From Berlin to New York

by Kram Johannes


Wenn jemand in Deutschland New York mit Berlin vergleicht, halte ich immer etwas die Luft an. Nicht, dass es da nicht einiges zu betrachten gäbe, aber der Zusammenhang beschränkt sich meist auf dieses affektierte  "This is sooo Berlin".  Eine Pose, ein Style, der sich an der  Reibung aus Kaputt & Glamour ergötzt. Oder an dem, was er dafür hält.

Immer wieder wird etwas zusammengebracht,  Sub- und Hochkultur etwa, oder,  authentisch, authentisch, schon wieder Currywurst mit Champagner. Das newyorkerische an Berlin soll ein permanenter Kulturenclash sein,  "da, wo es passiert"  eben, was auch immer das ist. Diese Big-Apple-Berliner merken gar nicht, wie sie  der Weltstadt Berlin eine Provinzsauce überkippen. Und zwar nicht durch die Currywurst, sondern, ganz im Gegenteil, durch deren Verklärung als  schräger Antipol. Gottseidank kann das New York Getue nicht den Charme der Stadt zerstören. Auch wenn fieberhaft daran gearbeitet wird. 

Die größte Fallhöhe zum Thema erlebe ich im Direktflug von Tegel nach JFK. Im Bordprogramm gibt es einen deutschen Dokumentarfilm über den Potsdamer Platz. Dieser, sei - so  erklärt der Film mehrmals - ja eigentlich eine ganz eigene Stadt , weil ..., ja weil es eben z.B. auch eine eigene Shopping-Mall dort gibt.

Schließlich kommt die Managerin zu Wort, die dafür zuständig, ist, den Potsdamer Platz zu vermarkten. Sie sinniert darüber, ob man nicht einen Künstler dazu bekommen könnte, das hier alles etwas noch spannender zu machen. Ihr fällt, wer auch sonst, Christo dazu ein, beziehungsweise nur Christo, im Zweifel aber gerne auch jemand Billigeres.

Das Image und die Weiterentwicklung  Berliner Sehenswürdigkeitsinstitutionen ist also Menschen anvertraut, die nicht nichts verstanden haben. Weder, dass Christo damals den Reichstag wollte und nicht umgekehrt, noch die Tatsache, dass man der Kunst, auch wenn man sie so plump kaufen möchte, zumindest die Chance geben sollte, als Idee für irgendwas gehalten zu werden.

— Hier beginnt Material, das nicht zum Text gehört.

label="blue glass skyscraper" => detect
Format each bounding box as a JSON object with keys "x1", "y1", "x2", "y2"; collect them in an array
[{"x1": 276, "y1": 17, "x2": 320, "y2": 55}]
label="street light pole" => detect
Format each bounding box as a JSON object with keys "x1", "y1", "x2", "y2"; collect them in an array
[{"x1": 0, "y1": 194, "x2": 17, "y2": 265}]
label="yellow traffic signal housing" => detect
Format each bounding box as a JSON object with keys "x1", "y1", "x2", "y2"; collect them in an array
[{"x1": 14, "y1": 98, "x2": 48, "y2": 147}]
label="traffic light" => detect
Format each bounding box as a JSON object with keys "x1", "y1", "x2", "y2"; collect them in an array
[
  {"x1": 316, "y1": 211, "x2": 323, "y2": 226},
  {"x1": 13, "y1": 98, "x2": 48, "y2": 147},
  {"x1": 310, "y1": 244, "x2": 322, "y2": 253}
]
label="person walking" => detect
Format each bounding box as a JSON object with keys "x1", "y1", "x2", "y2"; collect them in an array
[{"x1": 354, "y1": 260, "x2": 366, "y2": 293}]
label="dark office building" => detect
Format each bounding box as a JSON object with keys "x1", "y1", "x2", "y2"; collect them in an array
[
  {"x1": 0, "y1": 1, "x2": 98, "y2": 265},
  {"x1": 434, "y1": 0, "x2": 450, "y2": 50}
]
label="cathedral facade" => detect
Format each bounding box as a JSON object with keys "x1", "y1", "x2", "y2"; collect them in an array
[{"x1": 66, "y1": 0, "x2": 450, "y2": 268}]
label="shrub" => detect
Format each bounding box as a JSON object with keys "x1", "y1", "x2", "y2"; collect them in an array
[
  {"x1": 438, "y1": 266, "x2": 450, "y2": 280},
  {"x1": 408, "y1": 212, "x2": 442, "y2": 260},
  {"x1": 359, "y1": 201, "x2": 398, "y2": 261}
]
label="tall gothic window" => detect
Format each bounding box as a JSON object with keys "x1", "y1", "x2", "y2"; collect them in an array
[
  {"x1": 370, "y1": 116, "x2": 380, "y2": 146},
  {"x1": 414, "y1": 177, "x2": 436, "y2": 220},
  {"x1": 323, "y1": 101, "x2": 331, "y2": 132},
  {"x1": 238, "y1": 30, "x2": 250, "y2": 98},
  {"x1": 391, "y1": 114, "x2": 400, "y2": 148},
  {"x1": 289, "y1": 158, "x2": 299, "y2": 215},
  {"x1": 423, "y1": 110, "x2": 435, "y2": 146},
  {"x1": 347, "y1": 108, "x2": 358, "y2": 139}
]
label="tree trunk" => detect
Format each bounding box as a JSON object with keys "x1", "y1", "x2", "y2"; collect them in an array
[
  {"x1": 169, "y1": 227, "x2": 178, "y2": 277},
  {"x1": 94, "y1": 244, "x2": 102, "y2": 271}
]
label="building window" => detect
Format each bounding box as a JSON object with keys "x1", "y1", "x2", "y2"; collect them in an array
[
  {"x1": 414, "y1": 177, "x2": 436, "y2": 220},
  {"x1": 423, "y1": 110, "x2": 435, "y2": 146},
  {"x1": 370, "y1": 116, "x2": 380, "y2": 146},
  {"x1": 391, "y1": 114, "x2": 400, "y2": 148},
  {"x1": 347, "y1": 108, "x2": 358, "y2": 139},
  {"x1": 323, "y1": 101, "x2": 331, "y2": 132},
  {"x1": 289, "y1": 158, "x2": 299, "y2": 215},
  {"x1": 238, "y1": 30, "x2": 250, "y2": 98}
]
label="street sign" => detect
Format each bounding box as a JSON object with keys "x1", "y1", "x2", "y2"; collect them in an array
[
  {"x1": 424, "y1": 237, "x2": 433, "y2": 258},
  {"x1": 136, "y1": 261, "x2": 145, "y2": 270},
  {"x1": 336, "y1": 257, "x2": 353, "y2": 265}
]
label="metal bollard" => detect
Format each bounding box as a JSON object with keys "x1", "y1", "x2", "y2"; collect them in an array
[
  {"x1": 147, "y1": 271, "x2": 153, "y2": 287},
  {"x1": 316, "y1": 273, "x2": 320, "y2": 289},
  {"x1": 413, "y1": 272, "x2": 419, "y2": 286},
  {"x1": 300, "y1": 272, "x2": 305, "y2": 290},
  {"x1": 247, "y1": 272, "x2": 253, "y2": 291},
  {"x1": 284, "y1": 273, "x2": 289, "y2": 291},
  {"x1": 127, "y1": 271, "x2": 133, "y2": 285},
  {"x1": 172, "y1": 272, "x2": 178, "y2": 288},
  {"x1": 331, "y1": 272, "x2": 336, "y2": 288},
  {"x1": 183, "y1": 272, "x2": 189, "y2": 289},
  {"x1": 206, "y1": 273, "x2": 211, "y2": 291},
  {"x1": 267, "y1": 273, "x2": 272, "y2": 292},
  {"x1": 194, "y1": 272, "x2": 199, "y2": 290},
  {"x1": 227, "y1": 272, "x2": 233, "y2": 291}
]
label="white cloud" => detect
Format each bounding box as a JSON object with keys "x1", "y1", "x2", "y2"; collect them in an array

Aber wozu braucht man einen Plan, wenn man eine Vision hat.

Die gute Frau weiss nämlich ganz genau, wo sie hin will mit dem Potsdamer Platz. "Internationaler" heißt das Zauberwort, aber damit meint sie offensichtlich nicht, dass es noch mehr Leute von überall geben soll, die auf diesem Platz herumlaufen. Sondern das, was diese Leute dabei im Kopf haben sollten: "So was wie den Times Square."

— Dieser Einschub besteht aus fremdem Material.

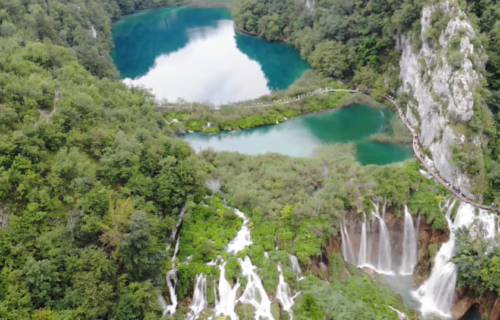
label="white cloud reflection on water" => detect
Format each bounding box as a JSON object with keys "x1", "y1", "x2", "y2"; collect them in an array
[{"x1": 124, "y1": 20, "x2": 270, "y2": 104}]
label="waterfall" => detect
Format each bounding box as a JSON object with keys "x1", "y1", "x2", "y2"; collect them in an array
[
  {"x1": 290, "y1": 255, "x2": 302, "y2": 279},
  {"x1": 238, "y1": 256, "x2": 274, "y2": 320},
  {"x1": 399, "y1": 206, "x2": 417, "y2": 275},
  {"x1": 358, "y1": 214, "x2": 367, "y2": 267},
  {"x1": 215, "y1": 263, "x2": 240, "y2": 320},
  {"x1": 340, "y1": 222, "x2": 357, "y2": 265},
  {"x1": 375, "y1": 210, "x2": 393, "y2": 274},
  {"x1": 187, "y1": 274, "x2": 208, "y2": 320},
  {"x1": 412, "y1": 203, "x2": 498, "y2": 317},
  {"x1": 389, "y1": 306, "x2": 408, "y2": 320},
  {"x1": 172, "y1": 236, "x2": 181, "y2": 262},
  {"x1": 276, "y1": 264, "x2": 295, "y2": 320},
  {"x1": 162, "y1": 268, "x2": 178, "y2": 315},
  {"x1": 226, "y1": 208, "x2": 252, "y2": 254}
]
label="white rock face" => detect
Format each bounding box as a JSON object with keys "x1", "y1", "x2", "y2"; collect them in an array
[{"x1": 398, "y1": 1, "x2": 482, "y2": 197}]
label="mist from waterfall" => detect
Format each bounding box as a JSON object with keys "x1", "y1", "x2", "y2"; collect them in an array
[
  {"x1": 187, "y1": 274, "x2": 208, "y2": 320},
  {"x1": 276, "y1": 264, "x2": 295, "y2": 320},
  {"x1": 413, "y1": 203, "x2": 498, "y2": 318},
  {"x1": 238, "y1": 256, "x2": 274, "y2": 320},
  {"x1": 340, "y1": 200, "x2": 398, "y2": 275},
  {"x1": 399, "y1": 206, "x2": 417, "y2": 275},
  {"x1": 215, "y1": 263, "x2": 240, "y2": 320}
]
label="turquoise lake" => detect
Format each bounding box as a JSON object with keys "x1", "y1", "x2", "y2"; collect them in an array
[
  {"x1": 111, "y1": 7, "x2": 310, "y2": 104},
  {"x1": 181, "y1": 104, "x2": 413, "y2": 165}
]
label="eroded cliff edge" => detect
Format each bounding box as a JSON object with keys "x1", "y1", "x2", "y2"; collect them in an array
[{"x1": 398, "y1": 0, "x2": 488, "y2": 200}]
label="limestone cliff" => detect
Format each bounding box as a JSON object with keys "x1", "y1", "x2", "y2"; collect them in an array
[{"x1": 398, "y1": 0, "x2": 486, "y2": 198}]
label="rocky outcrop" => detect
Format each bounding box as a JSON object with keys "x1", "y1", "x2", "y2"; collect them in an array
[
  {"x1": 398, "y1": 0, "x2": 485, "y2": 198},
  {"x1": 413, "y1": 216, "x2": 450, "y2": 288}
]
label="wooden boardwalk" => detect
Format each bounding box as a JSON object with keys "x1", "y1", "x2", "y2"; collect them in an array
[
  {"x1": 384, "y1": 95, "x2": 500, "y2": 211},
  {"x1": 255, "y1": 87, "x2": 500, "y2": 211}
]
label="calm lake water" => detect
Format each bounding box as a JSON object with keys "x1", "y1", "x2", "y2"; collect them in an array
[
  {"x1": 111, "y1": 7, "x2": 310, "y2": 104},
  {"x1": 181, "y1": 104, "x2": 413, "y2": 165}
]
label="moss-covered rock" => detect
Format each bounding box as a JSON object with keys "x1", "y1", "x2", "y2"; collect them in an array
[
  {"x1": 271, "y1": 301, "x2": 281, "y2": 319},
  {"x1": 235, "y1": 303, "x2": 253, "y2": 320}
]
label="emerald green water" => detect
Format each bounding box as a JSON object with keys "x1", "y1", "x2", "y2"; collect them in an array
[
  {"x1": 181, "y1": 104, "x2": 413, "y2": 165},
  {"x1": 111, "y1": 7, "x2": 309, "y2": 104}
]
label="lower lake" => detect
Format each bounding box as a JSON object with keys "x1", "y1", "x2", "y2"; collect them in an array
[{"x1": 181, "y1": 104, "x2": 413, "y2": 165}]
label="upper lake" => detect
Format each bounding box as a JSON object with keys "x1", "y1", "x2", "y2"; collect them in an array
[{"x1": 111, "y1": 7, "x2": 310, "y2": 104}]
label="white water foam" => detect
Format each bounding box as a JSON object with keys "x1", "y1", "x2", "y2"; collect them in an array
[
  {"x1": 412, "y1": 203, "x2": 498, "y2": 318},
  {"x1": 238, "y1": 256, "x2": 274, "y2": 320},
  {"x1": 187, "y1": 274, "x2": 208, "y2": 320},
  {"x1": 399, "y1": 206, "x2": 417, "y2": 276}
]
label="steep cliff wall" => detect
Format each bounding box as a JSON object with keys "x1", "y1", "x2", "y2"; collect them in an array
[{"x1": 398, "y1": 1, "x2": 485, "y2": 198}]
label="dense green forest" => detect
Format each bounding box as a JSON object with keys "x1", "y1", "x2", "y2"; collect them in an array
[
  {"x1": 0, "y1": 0, "x2": 500, "y2": 320},
  {"x1": 233, "y1": 0, "x2": 423, "y2": 92},
  {"x1": 0, "y1": 0, "x2": 204, "y2": 319}
]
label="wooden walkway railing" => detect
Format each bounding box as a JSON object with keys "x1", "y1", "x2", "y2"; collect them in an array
[
  {"x1": 258, "y1": 88, "x2": 500, "y2": 211},
  {"x1": 384, "y1": 95, "x2": 500, "y2": 211}
]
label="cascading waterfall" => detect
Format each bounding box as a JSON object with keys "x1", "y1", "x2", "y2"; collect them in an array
[
  {"x1": 238, "y1": 256, "x2": 274, "y2": 320},
  {"x1": 340, "y1": 222, "x2": 357, "y2": 265},
  {"x1": 215, "y1": 263, "x2": 240, "y2": 320},
  {"x1": 276, "y1": 264, "x2": 295, "y2": 320},
  {"x1": 187, "y1": 274, "x2": 208, "y2": 320},
  {"x1": 158, "y1": 204, "x2": 187, "y2": 315},
  {"x1": 375, "y1": 210, "x2": 393, "y2": 274},
  {"x1": 358, "y1": 214, "x2": 367, "y2": 267},
  {"x1": 389, "y1": 306, "x2": 408, "y2": 320},
  {"x1": 399, "y1": 206, "x2": 417, "y2": 275},
  {"x1": 226, "y1": 208, "x2": 252, "y2": 254},
  {"x1": 290, "y1": 255, "x2": 302, "y2": 279},
  {"x1": 162, "y1": 268, "x2": 178, "y2": 315},
  {"x1": 412, "y1": 203, "x2": 498, "y2": 317}
]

Mittlerweile bin ich in New York angekommen,  schreibe dies ungefähr 100 Meter entfernt vom Times Square. Es ist einer der wenigen Orte an denen ich immer noch staune wie ein Kind bei Toys R Us. Doch niemand, der hier schonmal gewesen ist, niemand kann das hier doch  ernsthaft irgendwie mit Berlin vergleichen.  Und erst recht nicht mit dem Potsdamer Platz.  Warum auch? Warum tun diese Leute Berlin das an? Warum tun wir in Berlin uns solche Leute an?